Every bride and groom aspires to have the most memorable marriage day of their life. There are many different things you can do to make your big day special and specific for you, but there are a few standard components that must be present for an Indian ceremony to become really authentic.

The groom is escorted down the aisle during the Baraat, or gate of the bridegroom, on either the arms of his friends or a white horse. He is dressed in a gorgeous headdress with an elaborate Kalgi pendant and an complex sherwani suit. The groomsmen typically carry a box of puffed corn to serve to the holy fire as they go, and he is accompanied by members of his family.

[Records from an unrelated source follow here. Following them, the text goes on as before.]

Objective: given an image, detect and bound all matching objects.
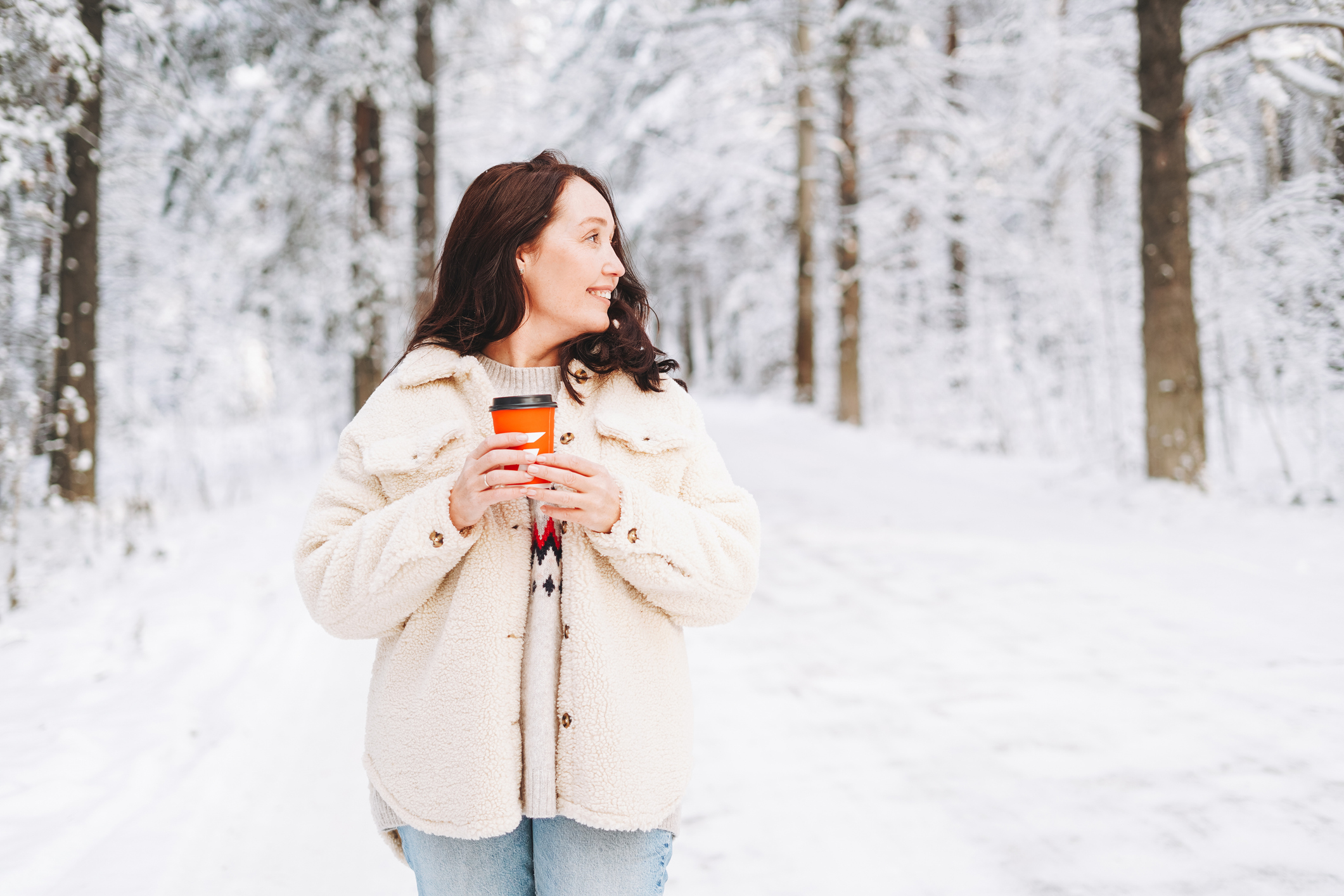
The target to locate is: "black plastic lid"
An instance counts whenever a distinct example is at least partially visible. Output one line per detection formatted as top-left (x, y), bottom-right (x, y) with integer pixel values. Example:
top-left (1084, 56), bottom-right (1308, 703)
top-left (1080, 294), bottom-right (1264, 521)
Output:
top-left (490, 395), bottom-right (555, 411)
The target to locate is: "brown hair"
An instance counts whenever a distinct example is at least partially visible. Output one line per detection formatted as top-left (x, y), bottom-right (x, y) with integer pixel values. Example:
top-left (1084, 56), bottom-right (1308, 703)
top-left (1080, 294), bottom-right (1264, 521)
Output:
top-left (398, 149), bottom-right (679, 403)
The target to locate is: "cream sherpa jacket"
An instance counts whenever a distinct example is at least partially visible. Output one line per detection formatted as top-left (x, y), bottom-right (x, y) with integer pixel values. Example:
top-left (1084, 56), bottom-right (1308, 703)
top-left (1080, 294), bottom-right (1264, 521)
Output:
top-left (296, 347), bottom-right (759, 838)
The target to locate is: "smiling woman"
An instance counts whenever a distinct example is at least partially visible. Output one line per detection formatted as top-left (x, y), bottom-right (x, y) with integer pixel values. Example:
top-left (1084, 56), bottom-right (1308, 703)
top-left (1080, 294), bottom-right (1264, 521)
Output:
top-left (297, 152), bottom-right (759, 896)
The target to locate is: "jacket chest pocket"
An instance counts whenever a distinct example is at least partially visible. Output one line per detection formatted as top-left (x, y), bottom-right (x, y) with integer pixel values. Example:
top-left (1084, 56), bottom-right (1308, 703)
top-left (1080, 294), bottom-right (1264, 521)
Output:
top-left (596, 415), bottom-right (695, 494)
top-left (363, 421), bottom-right (470, 500)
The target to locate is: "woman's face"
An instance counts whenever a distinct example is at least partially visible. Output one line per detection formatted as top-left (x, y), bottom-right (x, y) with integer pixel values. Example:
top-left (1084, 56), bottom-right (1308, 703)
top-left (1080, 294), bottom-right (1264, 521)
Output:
top-left (518, 177), bottom-right (625, 345)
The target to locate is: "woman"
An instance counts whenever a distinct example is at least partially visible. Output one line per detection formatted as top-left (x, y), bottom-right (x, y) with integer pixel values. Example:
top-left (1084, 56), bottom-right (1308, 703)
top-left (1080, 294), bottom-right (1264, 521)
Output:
top-left (297, 152), bottom-right (759, 896)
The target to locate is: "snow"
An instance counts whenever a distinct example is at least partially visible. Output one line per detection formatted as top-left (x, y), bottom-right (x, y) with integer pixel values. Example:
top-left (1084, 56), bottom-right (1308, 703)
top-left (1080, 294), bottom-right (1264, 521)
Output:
top-left (0, 399), bottom-right (1344, 896)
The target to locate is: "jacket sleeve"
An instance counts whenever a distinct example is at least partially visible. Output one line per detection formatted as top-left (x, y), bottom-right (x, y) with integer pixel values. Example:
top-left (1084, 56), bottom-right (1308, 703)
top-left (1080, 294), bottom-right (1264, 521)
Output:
top-left (585, 425), bottom-right (760, 626)
top-left (294, 435), bottom-right (484, 638)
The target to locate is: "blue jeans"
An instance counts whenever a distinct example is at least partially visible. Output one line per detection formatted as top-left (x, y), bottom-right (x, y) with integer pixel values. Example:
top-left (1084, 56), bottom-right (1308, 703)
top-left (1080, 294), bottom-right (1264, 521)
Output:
top-left (397, 817), bottom-right (672, 896)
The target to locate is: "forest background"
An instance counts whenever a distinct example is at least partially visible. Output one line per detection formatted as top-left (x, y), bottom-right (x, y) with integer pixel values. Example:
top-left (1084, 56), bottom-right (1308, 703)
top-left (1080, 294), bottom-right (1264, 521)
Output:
top-left (0, 0), bottom-right (1344, 607)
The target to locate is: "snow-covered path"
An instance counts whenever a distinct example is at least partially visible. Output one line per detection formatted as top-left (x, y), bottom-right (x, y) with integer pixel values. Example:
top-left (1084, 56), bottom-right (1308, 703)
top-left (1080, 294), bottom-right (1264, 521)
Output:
top-left (0, 402), bottom-right (1344, 896)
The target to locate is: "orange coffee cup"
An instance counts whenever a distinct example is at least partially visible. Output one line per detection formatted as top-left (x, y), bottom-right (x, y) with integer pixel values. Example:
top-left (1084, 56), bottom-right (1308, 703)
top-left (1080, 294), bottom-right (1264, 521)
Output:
top-left (490, 395), bottom-right (555, 485)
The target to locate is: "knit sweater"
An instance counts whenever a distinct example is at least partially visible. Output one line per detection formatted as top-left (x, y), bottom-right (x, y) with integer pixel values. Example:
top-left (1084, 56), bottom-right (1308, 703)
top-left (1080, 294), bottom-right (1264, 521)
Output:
top-left (368, 355), bottom-right (681, 834)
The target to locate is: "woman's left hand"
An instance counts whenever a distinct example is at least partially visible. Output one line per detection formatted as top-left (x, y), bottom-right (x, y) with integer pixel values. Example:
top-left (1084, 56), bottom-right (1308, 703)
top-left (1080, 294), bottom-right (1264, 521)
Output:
top-left (522, 454), bottom-right (621, 532)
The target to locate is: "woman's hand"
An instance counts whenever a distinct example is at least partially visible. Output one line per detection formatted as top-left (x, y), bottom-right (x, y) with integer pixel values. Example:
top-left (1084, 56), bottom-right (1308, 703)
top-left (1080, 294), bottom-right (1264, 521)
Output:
top-left (447, 433), bottom-right (535, 529)
top-left (523, 454), bottom-right (621, 532)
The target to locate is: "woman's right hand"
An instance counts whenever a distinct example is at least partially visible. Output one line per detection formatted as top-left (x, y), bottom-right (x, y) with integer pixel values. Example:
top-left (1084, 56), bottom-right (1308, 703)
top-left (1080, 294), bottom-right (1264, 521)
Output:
top-left (447, 433), bottom-right (532, 529)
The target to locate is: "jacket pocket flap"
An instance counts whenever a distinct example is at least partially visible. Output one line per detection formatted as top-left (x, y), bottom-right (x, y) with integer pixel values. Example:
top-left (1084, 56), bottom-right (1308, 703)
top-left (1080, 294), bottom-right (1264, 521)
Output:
top-left (596, 415), bottom-right (693, 454)
top-left (364, 421), bottom-right (466, 475)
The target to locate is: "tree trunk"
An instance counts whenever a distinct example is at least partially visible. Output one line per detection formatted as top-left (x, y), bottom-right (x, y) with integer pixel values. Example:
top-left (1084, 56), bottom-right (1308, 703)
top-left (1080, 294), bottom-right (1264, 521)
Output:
top-left (32, 150), bottom-right (59, 457)
top-left (944, 3), bottom-right (970, 331)
top-left (1136, 0), bottom-right (1204, 482)
top-left (836, 0), bottom-right (863, 423)
top-left (793, 20), bottom-right (817, 403)
top-left (352, 97), bottom-right (385, 414)
top-left (48, 0), bottom-right (103, 501)
top-left (415, 0), bottom-right (438, 320)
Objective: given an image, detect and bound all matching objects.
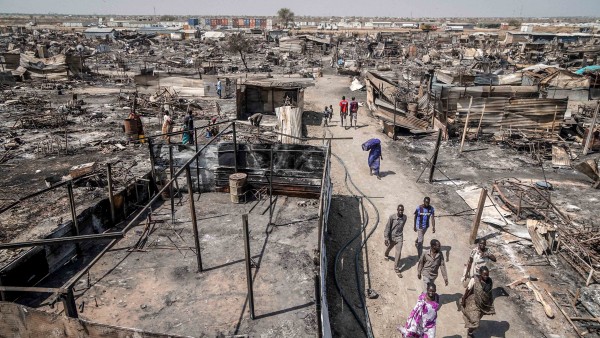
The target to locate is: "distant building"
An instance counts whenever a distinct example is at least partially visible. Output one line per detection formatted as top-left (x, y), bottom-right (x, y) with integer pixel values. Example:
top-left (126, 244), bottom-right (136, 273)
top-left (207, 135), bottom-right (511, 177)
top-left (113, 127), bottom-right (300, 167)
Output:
top-left (83, 27), bottom-right (117, 39)
top-left (521, 25), bottom-right (533, 33)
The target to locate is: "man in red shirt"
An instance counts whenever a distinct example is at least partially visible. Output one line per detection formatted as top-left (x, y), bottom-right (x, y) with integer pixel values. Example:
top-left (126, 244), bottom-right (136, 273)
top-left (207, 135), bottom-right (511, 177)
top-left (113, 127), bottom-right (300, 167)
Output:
top-left (340, 96), bottom-right (348, 127)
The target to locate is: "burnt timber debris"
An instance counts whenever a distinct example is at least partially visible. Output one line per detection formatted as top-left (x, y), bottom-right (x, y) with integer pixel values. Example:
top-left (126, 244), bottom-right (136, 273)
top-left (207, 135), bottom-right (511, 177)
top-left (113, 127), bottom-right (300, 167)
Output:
top-left (0, 11), bottom-right (600, 336)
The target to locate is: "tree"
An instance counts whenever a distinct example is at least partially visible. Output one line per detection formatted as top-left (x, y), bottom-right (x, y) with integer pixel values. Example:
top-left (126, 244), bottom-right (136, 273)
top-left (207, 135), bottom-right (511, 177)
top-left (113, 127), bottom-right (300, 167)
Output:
top-left (226, 33), bottom-right (252, 71)
top-left (277, 8), bottom-right (294, 28)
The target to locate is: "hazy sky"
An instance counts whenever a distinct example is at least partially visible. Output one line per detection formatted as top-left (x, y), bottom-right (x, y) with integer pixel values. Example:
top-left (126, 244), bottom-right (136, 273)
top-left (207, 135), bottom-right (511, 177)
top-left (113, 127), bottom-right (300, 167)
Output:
top-left (0, 0), bottom-right (600, 17)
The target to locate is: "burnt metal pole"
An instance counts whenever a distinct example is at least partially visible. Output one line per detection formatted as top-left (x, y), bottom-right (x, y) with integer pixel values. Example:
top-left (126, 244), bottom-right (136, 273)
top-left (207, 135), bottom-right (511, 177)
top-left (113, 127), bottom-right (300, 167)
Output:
top-left (67, 181), bottom-right (82, 256)
top-left (232, 121), bottom-right (237, 173)
top-left (429, 129), bottom-right (442, 183)
top-left (185, 165), bottom-right (202, 272)
top-left (148, 137), bottom-right (156, 183)
top-left (194, 128), bottom-right (200, 198)
top-left (242, 214), bottom-right (254, 319)
top-left (269, 148), bottom-right (273, 225)
top-left (169, 147), bottom-right (175, 223)
top-left (106, 163), bottom-right (116, 225)
top-left (314, 273), bottom-right (323, 338)
top-left (61, 288), bottom-right (79, 318)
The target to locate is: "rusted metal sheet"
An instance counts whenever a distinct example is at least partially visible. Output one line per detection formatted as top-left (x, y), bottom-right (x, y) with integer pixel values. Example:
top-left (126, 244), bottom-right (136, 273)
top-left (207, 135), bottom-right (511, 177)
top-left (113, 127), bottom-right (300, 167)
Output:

The wife is welcomed by her groom’s home upon entering and led to the Mandap, or symbolic building, where she will be waiting for her future husband. A mangalsutra, which is essentially a gold jewellery with dark stones, is placed around the bride’s spine as the few exchange Milni Malas, or plant wreaths. Additionally, he recites Hindu mantras that call upon Soma, Gandharva, and Agni to bestow his new woman with youngsters, durability, beauty.

The final act of the service, known as kanya primo, or the bride’s giving absent, is a very shifting event. The bride dips her feet in a dairy and crimson blend to symbolize accepting her position as the head of her home while the couple’s family holds her close and showers him with gifts of clothing and jewelry. She subsequently summons Lakshmi, the goddess of love, beauty, and prosperity, by leaving reddish footprints on the ground.